Quali sono i nostri interessi? Carr, pur non essendo affatto un nemico dell'automazione, si iscrive qui in un filone che va da Heidegger alla Arendt, da Merleau-Ponty ai propugnatori della cognizione situata (che sulla questione della delega tecnologica hanno peraltro posizioni instabili, ci raccontano una mente estesa e una percezione aumentata in modi che hanno alimentato la narrazione messianica e pubblicitaria dei manager di Google). Dovremmo riappropriarci del senso del lavoro artigianale, svolto dominando ogni singola sua fase, dovremmo essere aperti al mondo attorno a noi.

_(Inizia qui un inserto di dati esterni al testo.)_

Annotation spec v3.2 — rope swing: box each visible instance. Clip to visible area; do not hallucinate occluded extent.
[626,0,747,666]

Certo, le pagine dedicate alla navigazione assistita dal GPS e ai social network mostrano in modo eloquente come chi si collega al satellite si scollega dal suo ambiente, al modo in cui chi è sempre all'erta su Facebook finisce con il non parlare più con i propri figli. Ma oltre sollevare questo problema, sarebbe interessante anche proporre delle soluzioni e delle buone pratiche; altrimenti il solo vero effetto che si ottiene non è forse quello di colpevolizzare i lettori?

 

 

Il libro: Nicolas Carr, La gabbia di vetro, [The Glass Cage: Automation and us, 2014] Cortina, Milano 2015, 294 pp., 25 euro. Questo articolo è apparso sul Sole 24 ore.